Ao invés de combater essa prática danosa, e até mesmo criminosa, a Proposta de Emenda à Constituição (PEC) 32/2020, a chamada reforma administrativa, pretende ampliá-la. O texto elaborado pelo governo Jair Bolsonaro pretende abrir todos os cargos em comissão e funções de confiança para qualquer pessoa indicada politicamente.
Levantamento do Senado Federal mostra que a reforma administrativa pode aumentar para mais de um milhão o número de indicados políticos no país. Será um exército de cabos eleitorais ocupando pontos estratégicos e muitas vezes agindo contra os próprios objetivos dos órgãos.
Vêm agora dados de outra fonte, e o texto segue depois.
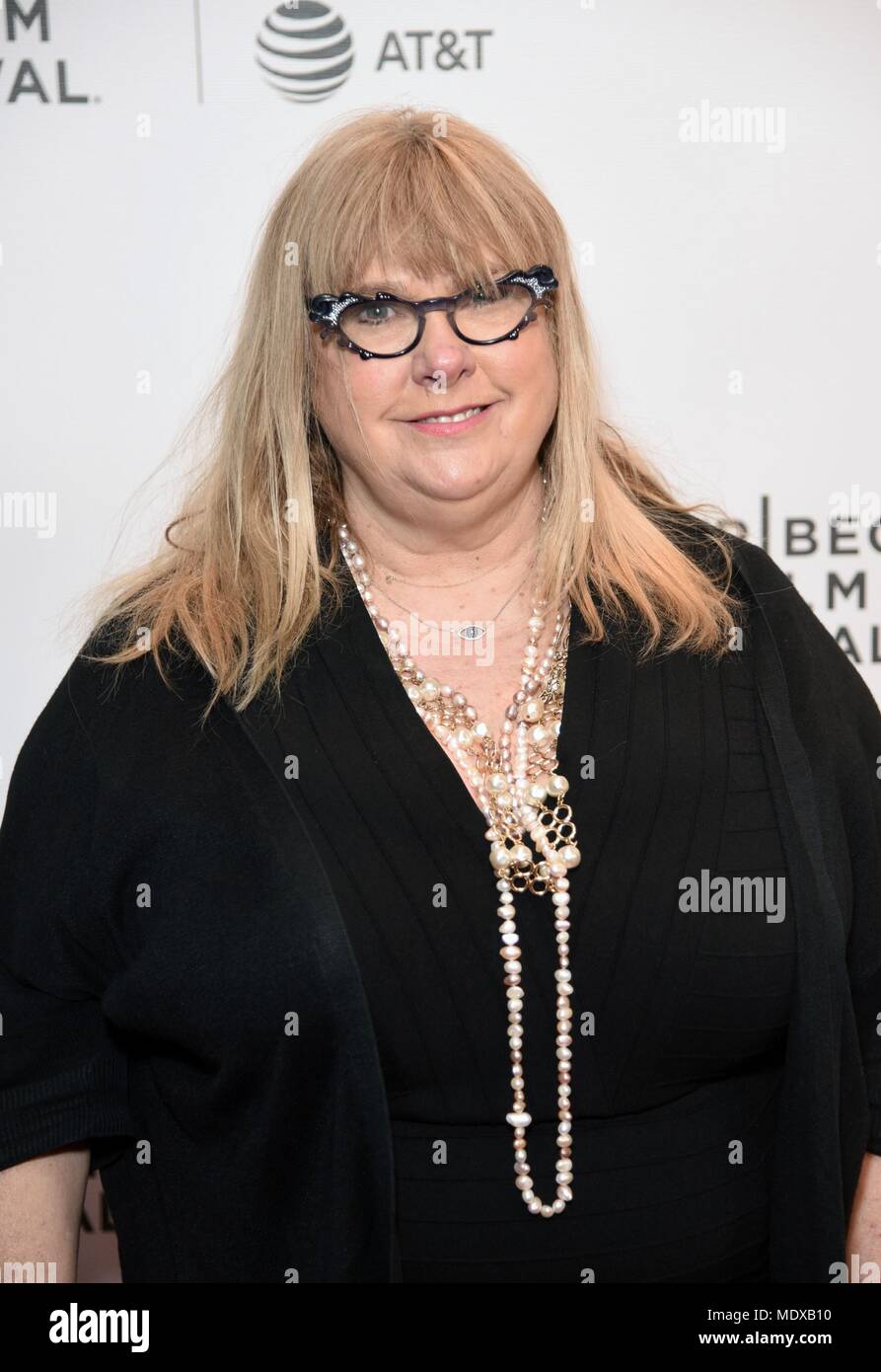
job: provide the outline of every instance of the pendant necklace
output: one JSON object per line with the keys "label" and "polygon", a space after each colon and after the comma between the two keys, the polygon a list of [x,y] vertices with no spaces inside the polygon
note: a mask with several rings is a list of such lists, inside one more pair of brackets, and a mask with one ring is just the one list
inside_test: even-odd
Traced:
{"label": "pendant necklace", "polygon": [[[528,641],[520,670],[520,686],[505,711],[501,740],[493,738],[473,705],[453,686],[427,676],[406,653],[394,626],[379,613],[366,560],[349,525],[338,525],[339,543],[349,571],[373,620],[380,641],[416,712],[443,748],[467,772],[487,820],[490,863],[500,893],[500,958],[508,1000],[512,1110],[505,1115],[513,1131],[515,1187],[530,1214],[550,1218],[572,1199],[572,977],[569,969],[569,879],[580,862],[572,809],[565,803],[569,783],[557,771],[557,738],[563,719],[571,602],[564,597],[552,643],[539,661],[546,601],[537,600],[528,620]],[[535,852],[524,841],[528,834]],[[515,895],[550,892],[557,941],[556,1045],[557,1045],[557,1165],[556,1196],[543,1202],[534,1190],[526,1133],[532,1122],[527,1110],[523,1076],[523,1002],[520,938],[515,921]]]}

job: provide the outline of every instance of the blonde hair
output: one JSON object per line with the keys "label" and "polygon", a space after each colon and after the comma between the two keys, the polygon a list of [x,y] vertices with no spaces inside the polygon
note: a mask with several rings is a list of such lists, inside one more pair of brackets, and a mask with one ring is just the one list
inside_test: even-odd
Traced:
{"label": "blonde hair", "polygon": [[[204,712],[225,696],[243,709],[280,687],[292,654],[322,612],[342,604],[333,520],[343,517],[336,454],[313,409],[316,359],[305,298],[354,288],[369,259],[416,277],[490,283],[549,263],[560,283],[545,316],[559,373],[559,407],[538,458],[546,521],[539,595],[568,594],[591,641],[604,616],[635,613],[642,653],[722,654],[736,600],[725,539],[715,569],[679,546],[688,512],[661,476],[600,413],[597,369],[564,225],[513,152],[450,113],[369,108],[331,126],[269,210],[229,361],[195,416],[213,429],[203,471],[163,546],[103,583],[93,661],[124,664],[148,649],[195,652],[214,678]],[[371,365],[371,364],[365,364]],[[715,506],[714,506],[715,509]],[[331,552],[318,535],[331,521]],[[88,646],[88,645],[86,645]]]}

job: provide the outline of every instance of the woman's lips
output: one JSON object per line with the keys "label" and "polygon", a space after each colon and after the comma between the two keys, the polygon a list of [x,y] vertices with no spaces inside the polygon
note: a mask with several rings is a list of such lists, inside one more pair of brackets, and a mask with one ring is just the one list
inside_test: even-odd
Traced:
{"label": "woman's lips", "polygon": [[[491,405],[484,405],[479,414],[472,414],[469,420],[457,420],[450,424],[438,424],[432,420],[406,420],[408,428],[419,429],[420,434],[434,434],[438,438],[449,438],[462,431],[471,429],[475,424],[480,424],[482,420],[490,413],[495,401]],[[453,410],[456,413],[456,410]]]}

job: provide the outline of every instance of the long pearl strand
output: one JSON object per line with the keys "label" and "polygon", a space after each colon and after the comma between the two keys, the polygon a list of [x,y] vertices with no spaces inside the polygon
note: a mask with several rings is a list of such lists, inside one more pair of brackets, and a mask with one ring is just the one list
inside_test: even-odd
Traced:
{"label": "long pearl strand", "polygon": [[[403,652],[398,631],[379,613],[371,590],[366,563],[347,524],[339,525],[340,549],[376,624],[379,637],[417,713],[439,742],[465,770],[476,792],[489,827],[490,863],[500,892],[497,916],[501,921],[500,956],[505,965],[508,997],[508,1039],[510,1051],[513,1109],[505,1115],[513,1129],[515,1185],[530,1214],[550,1218],[572,1199],[572,977],[569,970],[569,881],[567,873],[580,862],[572,811],[564,804],[569,783],[556,771],[556,746],[563,718],[568,613],[557,615],[552,646],[538,664],[545,627],[545,601],[532,608],[530,637],[523,656],[520,686],[505,711],[501,744],[478,719],[476,709],[461,691],[441,685]],[[565,611],[571,606],[567,604]],[[564,632],[565,630],[565,632]],[[523,841],[528,830],[541,858],[534,858]],[[557,1168],[556,1199],[542,1202],[532,1187],[526,1132],[532,1117],[527,1110],[523,1076],[523,963],[515,922],[515,892],[537,896],[552,892],[559,948],[557,982]]]}

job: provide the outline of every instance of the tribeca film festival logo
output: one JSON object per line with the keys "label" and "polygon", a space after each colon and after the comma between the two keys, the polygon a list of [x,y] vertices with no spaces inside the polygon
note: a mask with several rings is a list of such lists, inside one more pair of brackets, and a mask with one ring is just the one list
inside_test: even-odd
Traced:
{"label": "tribeca film festival logo", "polygon": [[[11,59],[0,59],[0,91],[5,91],[7,104],[30,97],[29,103],[40,104],[88,104],[89,100],[97,103],[100,96],[74,95],[67,78],[67,62],[55,58],[55,63],[47,60],[45,49],[40,48],[40,60],[36,55],[18,59],[16,44],[23,38],[26,44],[48,44],[49,5],[48,0],[0,0],[3,15],[3,37],[10,44]],[[30,32],[33,30],[33,33]],[[3,96],[0,95],[0,99]]]}
{"label": "tribeca film festival logo", "polygon": [[[838,648],[856,667],[881,663],[881,624],[866,622],[871,613],[869,569],[881,554],[881,495],[851,484],[830,491],[823,513],[778,514],[771,497],[759,497],[759,517],[731,519],[725,528],[763,547],[781,567]],[[811,595],[801,572],[829,558],[819,595]],[[812,604],[814,601],[814,604]],[[829,616],[836,616],[833,622]],[[849,617],[844,617],[849,616]]]}
{"label": "tribeca film festival logo", "polygon": [[766,152],[786,147],[782,106],[686,104],[679,110],[679,143],[756,143]]}
{"label": "tribeca film festival logo", "polygon": [[[482,71],[483,40],[491,29],[388,30],[375,71]],[[257,66],[285,100],[317,104],[346,84],[354,64],[349,25],[320,0],[287,0],[266,15],[257,34]]]}

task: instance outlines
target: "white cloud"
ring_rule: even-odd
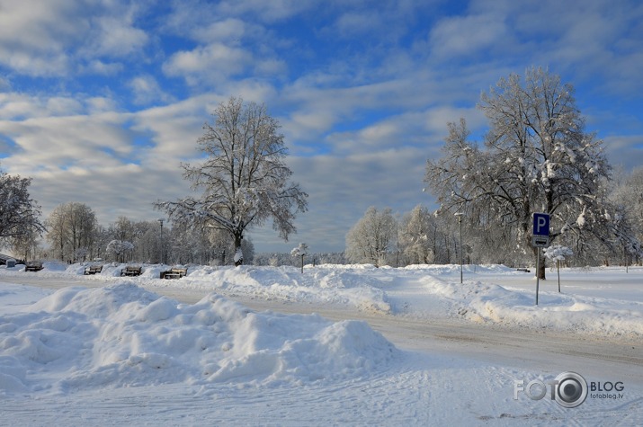
[[[240,74],[252,61],[245,50],[221,43],[182,50],[174,53],[164,64],[163,70],[168,76],[186,76],[189,82],[221,81],[225,77]]]
[[[172,97],[164,93],[156,80],[149,75],[138,76],[129,81],[129,87],[134,93],[134,102],[148,104],[156,101],[169,102]]]

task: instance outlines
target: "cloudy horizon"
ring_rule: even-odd
[[[558,0],[0,0],[0,169],[31,177],[44,220],[85,203],[108,226],[190,193],[201,126],[230,96],[279,120],[309,194],[288,243],[341,252],[370,206],[434,206],[425,162],[447,122],[487,126],[480,93],[547,67],[576,88],[612,165],[643,165],[643,4]]]

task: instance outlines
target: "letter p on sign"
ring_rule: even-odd
[[[549,236],[549,214],[533,214],[533,236]]]

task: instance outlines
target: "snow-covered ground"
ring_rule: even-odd
[[[643,268],[123,267],[0,267],[0,423],[643,424]]]

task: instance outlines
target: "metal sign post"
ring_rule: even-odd
[[[540,284],[540,248],[549,245],[549,214],[533,214],[533,233],[531,245],[537,247],[536,252],[536,306],[538,306],[538,288]]]

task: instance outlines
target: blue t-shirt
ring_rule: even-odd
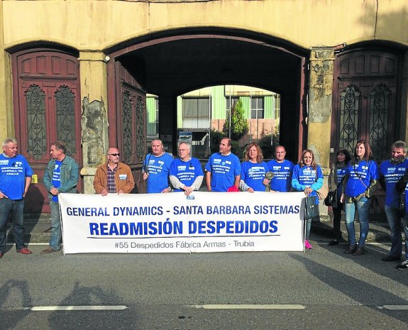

Não é difícil pensar em exemplos práticos, como o de um indicado político, com conhecimento técnico raso e sem compromisso com as boas práticas da administração pública, ocupando cargo estratégico em um hospital ou na Anvisa e recomendando produtos farmacêuticos sem eficácia comprovada.
Quais seriam os danos que indicados por empresas ou apadrinhados políticos poderiam provocar ao ocupar a maioria dos cargos no Ministério da Agricultura, Pecuária e Abastecimento (Mapa), responsável pelo registro de alimentos no Brasil?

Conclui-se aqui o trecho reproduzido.